Wastewater PFAS

VIDEO: PFAS destruction pilot shows promising results

Thursday, 20 July 2023
PFAS destruction company Aclarity has announced that it has successfully destroyed PFAS chemicals at a customer’s site at volume. In a full-scale pilot, sponsored by Xylem water technology company, it demonstrated that PFAS can be destroyed at full-scale capacity.
 

What are PFAS?

Otherwise known as ‘forever chemicals’, PFAS are a class of highly toxic and ubiquitous substances previously resistant to any form of degradation.  
 
They can be found in everyday consumer goods like carpets, chairs, and clothing, eventually ending up in landfill, in fact approximately 50 per cent of PFAS can be traced back to landfill.  These toxic and carcinogenic substances have severe health implications, such as various types of cancer and developmental delays in children.

Contaminated drinking water

After decades of PFAS chemicals being released from industrial sources, these harmful substances have infiltrated rainwater, groundwater, rivers, and even contaminated drinking water.
 
Until now, PFAS destruction technologies have been relegated to the laboratory, or to batched processing.  Yet most wastewater treatment processes need a continual-flow solution and a batch process would interrupt facility operations.

US start-up Aclarity believes its full scale reactors can continuously destroy PFAS at a rate that matches the customer's purification train.

The Aclarity story 

 

Winner of the Imagine H20 Urban Water Challenge in 2022, Aclarity is a venture-backed, woman owned and founded water technology company.

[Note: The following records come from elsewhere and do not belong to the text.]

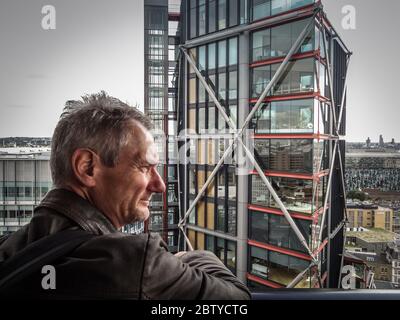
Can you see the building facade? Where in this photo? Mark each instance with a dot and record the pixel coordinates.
(160, 55)
(393, 257)
(24, 180)
(285, 60)
(370, 216)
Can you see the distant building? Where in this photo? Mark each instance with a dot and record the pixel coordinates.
(160, 55)
(369, 216)
(364, 274)
(368, 142)
(396, 221)
(368, 240)
(377, 263)
(373, 170)
(393, 257)
(381, 142)
(24, 180)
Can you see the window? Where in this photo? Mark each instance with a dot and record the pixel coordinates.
(221, 54)
(211, 56)
(232, 219)
(281, 40)
(193, 19)
(202, 58)
(232, 85)
(299, 77)
(277, 41)
(292, 155)
(210, 245)
(233, 51)
(202, 17)
(222, 86)
(265, 8)
(275, 230)
(211, 117)
(261, 44)
(261, 78)
(233, 12)
(277, 267)
(231, 256)
(192, 91)
(221, 14)
(221, 218)
(211, 16)
(261, 8)
(296, 194)
(220, 249)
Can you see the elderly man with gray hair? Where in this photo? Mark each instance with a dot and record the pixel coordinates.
(104, 169)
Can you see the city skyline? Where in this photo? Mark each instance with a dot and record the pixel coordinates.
(103, 49)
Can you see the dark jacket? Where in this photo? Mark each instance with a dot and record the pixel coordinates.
(115, 265)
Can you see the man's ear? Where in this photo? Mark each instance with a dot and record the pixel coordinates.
(84, 165)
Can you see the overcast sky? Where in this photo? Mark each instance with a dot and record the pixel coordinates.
(98, 44)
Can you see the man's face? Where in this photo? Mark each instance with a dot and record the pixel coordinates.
(123, 193)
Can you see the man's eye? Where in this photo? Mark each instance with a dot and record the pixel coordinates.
(145, 169)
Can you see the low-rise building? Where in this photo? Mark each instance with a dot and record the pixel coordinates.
(393, 257)
(377, 263)
(369, 216)
(24, 180)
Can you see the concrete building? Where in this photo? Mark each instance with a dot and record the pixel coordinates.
(264, 65)
(369, 240)
(370, 216)
(24, 180)
(393, 257)
(377, 263)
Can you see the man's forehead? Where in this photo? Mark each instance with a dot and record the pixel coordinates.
(151, 156)
(143, 148)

CEO and co-founder Julie Bliss Mullen says: “During my time pursuing a PhD, I managed to create a process capable of destroying various types of contaminants, including PFAS, in water. This breakthrough led to the formation of Aclarity in 2017.
 
“We are focused on destroying PFAS in landfills since rainwater can cause leaching, reintroducing these harmful chemicals into the groundwater. Our goal is to permanently eliminate PFAS using electrochemistry.”

 

How does Aclarity’s system work?

When Aclarity carries out PFAS destruction at a customer's site, it transports pilot trailers to the landfill. Contaminated water containing PFAS flows through a reactor where it mineralises these substances. Through its process, it breaks down each component of the PFAS molecule into non-hazardous compounds.
 
“What sets us apart are our fully skidded systems, which encompass reactors, pumps, power supplies, valves, and automation. This level of automation is unique in the industry, as we can efficiently operate on-site and destroy PFAS in a single pass for our customers,” the CEO adds. 

The Xylem pilot

Third party lab results using standard ASTM method D7979 confirmed Aclarity destroyed PFAS compounds in landfill leachate continuously at a centralised waste treatment facility at levels of greater than 1,000 ng/L to below 10 ng/L. The equipment operated continuously for four weeks using less than 100 Watt-hr/gallon.
 
The company says these results offer a pathway forward to ridding the world of dangerous, cancer-causing forever chemicals.  
 
"Existing methods for managing PFAS in landfill leachate merely transfer the chemicals within our environment," adds Mullen. "By proving scalability and leading unit economics, our customers now have a feasible solution to destroy PFAS forever, reducing environmental impact, liability, costs and operations while increasing capacity and public health."

Aclarity’s future

After a recent fundraise of over $3 million, Aclarity is planning several permanent installations in 2023 and is working to evaluate complementary concentration technology providers to expand into verticals such as drinking water and groundwater remediation.
 
“At Aclarity, we share a unified vision of permanently eradicating PFAS. We envision a world where everyone can access clean, uncontaminated water, free from the grasp of PFAS. Through our relentless efforts, innovative technology, and strong partnerships, we are determined to make this vision a reality,” Mullen concludes.